Each step in a workflow is given a set of inputs that perform an action and return a predefined set of outputs, which you can then leverage to make business decisions. As processes evolve, you can easily improve them over time using our low-code drag-and-drop designer.

Example workflow that creates an Issue in Jira and sends a text message with the resulting Issue ID
Kinetic Workflows can perform complex tasks that require things like looping, recursion, data manipulation, and string interpolation. What’s more, our emphasis on using common frameworks means you can easily extend a workflow’s functionality using your preferred scripting language.
Integrations
Integrations are critical to modernization efforts in large organizations. Upgrading traditional processes to digital equivalents requires a platform that is designed to connect with any underlying system of record, pushing and pulling data based on the needs of the user. No app exists on an island: they need to work with the larger ecosystem, especially when you start getting major adoption.
All integration plugins are built to a standard specification which defines a set of inputs, outputs and connection information.

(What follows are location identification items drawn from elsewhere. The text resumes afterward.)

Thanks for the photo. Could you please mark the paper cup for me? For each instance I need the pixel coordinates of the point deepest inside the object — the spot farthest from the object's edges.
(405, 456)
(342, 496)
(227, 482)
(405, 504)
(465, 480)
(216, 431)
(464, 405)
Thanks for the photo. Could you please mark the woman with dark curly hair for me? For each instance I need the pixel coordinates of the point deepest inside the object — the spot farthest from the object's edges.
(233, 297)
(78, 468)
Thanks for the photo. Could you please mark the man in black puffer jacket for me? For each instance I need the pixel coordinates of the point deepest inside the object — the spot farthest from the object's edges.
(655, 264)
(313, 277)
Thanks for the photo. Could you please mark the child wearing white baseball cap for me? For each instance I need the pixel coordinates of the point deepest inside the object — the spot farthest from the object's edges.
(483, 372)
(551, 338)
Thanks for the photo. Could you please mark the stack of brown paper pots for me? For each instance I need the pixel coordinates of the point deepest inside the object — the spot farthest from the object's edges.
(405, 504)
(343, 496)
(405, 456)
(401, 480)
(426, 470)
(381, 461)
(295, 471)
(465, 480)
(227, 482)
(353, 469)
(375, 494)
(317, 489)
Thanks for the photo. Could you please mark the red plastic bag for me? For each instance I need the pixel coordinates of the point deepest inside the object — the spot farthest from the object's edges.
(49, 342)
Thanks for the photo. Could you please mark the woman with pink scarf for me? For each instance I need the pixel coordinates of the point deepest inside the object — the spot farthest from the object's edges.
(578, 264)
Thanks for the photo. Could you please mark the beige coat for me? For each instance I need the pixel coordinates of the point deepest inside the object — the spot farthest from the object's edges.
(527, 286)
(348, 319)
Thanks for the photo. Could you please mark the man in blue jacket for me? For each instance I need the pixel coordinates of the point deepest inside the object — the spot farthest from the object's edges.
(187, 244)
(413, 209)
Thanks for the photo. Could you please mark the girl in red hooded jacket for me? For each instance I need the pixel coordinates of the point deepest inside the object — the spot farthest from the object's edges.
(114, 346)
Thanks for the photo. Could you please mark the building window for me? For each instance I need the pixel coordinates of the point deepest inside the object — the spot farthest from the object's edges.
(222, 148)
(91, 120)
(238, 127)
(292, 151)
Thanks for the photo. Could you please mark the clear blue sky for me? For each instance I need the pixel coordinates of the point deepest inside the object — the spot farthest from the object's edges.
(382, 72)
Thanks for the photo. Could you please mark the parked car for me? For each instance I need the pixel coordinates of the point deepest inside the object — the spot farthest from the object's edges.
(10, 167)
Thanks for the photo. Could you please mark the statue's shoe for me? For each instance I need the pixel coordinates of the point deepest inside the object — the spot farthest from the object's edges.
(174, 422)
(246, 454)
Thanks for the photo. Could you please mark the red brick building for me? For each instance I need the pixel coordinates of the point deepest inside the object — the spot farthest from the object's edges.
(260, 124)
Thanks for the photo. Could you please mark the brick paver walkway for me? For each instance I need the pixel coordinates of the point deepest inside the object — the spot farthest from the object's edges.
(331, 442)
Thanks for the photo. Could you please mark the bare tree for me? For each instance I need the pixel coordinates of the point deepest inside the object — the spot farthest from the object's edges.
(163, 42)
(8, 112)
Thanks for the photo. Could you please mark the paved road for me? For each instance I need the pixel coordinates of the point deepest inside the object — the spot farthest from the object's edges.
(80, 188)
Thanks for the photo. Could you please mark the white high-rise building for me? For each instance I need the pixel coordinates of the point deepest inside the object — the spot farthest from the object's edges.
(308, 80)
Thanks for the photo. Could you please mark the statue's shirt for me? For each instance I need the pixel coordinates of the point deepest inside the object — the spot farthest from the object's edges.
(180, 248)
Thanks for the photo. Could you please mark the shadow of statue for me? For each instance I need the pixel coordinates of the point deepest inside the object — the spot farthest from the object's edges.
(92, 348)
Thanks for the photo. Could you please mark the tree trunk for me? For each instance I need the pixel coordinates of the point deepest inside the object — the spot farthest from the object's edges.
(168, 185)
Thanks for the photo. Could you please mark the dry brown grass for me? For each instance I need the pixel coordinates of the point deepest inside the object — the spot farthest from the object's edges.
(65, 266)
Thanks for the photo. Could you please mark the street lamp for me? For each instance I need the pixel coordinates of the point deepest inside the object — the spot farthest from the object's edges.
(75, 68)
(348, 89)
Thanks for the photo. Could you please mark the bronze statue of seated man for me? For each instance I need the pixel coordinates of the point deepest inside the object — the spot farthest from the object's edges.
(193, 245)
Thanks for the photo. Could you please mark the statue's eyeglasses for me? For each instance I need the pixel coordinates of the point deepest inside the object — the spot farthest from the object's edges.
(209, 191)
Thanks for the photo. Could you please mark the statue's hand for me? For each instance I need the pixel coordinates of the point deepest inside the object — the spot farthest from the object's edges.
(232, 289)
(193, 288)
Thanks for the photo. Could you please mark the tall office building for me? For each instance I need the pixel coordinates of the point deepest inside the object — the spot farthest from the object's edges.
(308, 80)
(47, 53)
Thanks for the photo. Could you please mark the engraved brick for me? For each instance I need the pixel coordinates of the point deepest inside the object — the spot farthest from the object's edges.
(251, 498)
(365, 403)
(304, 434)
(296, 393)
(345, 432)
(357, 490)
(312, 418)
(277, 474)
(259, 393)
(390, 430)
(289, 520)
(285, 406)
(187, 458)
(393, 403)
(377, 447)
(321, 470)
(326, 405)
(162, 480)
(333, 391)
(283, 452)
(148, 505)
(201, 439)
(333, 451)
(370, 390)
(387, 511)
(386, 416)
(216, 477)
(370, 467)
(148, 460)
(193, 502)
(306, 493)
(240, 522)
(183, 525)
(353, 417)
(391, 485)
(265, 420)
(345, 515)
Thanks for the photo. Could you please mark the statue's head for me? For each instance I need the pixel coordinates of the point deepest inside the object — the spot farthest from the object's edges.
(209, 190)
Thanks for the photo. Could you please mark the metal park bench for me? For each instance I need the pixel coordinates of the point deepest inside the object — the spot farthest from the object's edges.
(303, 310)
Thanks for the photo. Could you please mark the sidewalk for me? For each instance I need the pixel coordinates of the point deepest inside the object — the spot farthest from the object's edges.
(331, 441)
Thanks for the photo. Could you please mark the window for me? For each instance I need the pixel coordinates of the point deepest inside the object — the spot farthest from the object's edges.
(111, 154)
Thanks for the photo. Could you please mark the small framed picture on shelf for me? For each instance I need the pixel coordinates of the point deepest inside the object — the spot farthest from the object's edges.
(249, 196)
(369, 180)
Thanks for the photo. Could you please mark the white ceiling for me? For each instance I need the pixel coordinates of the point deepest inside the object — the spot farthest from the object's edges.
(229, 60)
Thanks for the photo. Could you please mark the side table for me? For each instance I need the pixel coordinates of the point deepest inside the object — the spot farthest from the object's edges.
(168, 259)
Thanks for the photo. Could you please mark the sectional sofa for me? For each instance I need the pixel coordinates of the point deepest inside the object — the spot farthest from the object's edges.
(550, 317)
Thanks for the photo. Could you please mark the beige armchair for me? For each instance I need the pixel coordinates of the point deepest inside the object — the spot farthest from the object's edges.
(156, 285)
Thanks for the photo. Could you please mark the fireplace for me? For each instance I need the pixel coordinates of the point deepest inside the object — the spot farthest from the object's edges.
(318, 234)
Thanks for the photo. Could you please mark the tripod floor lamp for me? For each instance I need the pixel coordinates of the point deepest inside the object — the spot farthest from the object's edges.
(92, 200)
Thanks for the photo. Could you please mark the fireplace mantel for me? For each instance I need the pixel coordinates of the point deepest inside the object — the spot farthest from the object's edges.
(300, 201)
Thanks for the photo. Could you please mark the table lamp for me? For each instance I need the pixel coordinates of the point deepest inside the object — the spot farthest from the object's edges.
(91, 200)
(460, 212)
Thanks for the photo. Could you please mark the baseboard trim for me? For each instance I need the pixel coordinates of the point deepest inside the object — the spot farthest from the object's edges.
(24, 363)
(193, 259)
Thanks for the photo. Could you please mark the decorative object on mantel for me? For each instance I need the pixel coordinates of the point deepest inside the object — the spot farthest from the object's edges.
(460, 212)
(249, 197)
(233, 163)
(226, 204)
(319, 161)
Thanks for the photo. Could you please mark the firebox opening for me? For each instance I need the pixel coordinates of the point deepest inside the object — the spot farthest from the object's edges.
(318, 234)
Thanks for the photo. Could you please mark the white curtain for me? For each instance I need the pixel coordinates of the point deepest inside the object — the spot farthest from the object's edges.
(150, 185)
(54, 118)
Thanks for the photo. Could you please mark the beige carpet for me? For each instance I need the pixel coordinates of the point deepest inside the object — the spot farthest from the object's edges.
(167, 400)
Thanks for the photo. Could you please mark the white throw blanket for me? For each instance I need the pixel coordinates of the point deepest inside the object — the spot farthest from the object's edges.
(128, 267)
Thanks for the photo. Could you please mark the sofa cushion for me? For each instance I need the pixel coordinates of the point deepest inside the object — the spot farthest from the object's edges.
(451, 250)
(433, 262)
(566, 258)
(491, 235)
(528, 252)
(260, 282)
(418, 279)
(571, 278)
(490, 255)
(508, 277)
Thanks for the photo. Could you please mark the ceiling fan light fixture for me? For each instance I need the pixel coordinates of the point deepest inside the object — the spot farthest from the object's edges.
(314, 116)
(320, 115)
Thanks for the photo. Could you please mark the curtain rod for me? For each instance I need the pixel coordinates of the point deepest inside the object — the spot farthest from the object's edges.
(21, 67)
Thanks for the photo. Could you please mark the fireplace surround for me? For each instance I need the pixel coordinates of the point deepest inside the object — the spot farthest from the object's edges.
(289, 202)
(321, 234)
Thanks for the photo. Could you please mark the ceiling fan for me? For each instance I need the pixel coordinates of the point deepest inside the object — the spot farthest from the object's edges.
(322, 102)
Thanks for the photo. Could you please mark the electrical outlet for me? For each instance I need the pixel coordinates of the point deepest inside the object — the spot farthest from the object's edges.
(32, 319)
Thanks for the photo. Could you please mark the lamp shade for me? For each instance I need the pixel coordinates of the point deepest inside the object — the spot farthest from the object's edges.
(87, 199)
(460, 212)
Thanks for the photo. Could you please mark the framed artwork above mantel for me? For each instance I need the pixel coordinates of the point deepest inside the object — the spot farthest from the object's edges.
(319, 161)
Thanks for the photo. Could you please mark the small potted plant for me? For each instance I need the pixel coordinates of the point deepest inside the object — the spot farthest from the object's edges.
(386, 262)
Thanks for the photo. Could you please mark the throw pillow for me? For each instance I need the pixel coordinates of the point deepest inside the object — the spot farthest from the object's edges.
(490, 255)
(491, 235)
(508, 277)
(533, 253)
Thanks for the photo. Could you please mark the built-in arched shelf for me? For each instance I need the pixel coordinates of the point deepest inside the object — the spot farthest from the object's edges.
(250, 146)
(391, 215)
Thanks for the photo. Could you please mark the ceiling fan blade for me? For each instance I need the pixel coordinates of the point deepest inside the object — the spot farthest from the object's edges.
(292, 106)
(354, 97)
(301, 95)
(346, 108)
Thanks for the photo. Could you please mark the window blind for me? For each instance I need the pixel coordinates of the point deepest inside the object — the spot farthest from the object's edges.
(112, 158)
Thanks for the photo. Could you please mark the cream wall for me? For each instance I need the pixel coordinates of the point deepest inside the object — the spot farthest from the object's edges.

These plugins are built using code so that they can be battle tested and distributed throughout the Platform confidently.
Plugin code can be customized to import libraries and SDKs, making them able to work with just about any system. Plugins can be built to use any protocol imaginable, including REST, SOAP, SNMP, RPC, and more. You can also call directly to databases with proprietary languages using imported Java libraries. Oh, and if that's not enough, you can call a command line to reach into other systems too.
Once built, integrations get packaged up, tested, and imported into the Platform. After connection information is configured, integrations can be used in a low-code fashion by non-developers in Kinetic's Form and Workflow designers.
What About Reporting?
The way we store data in Cassandra is designed to drive performance when creating and modifying individual records. This keeps response times quick for both builders and end users, but presents a challenge when it comes to making that information available for reports. We tackled that challenge by adding webhook capabilities that replicate transactional data to a SQL database that is optimized for reporting. The Reporting Overview and corresponding documentation in the Documentation Library go into more detail on this subject.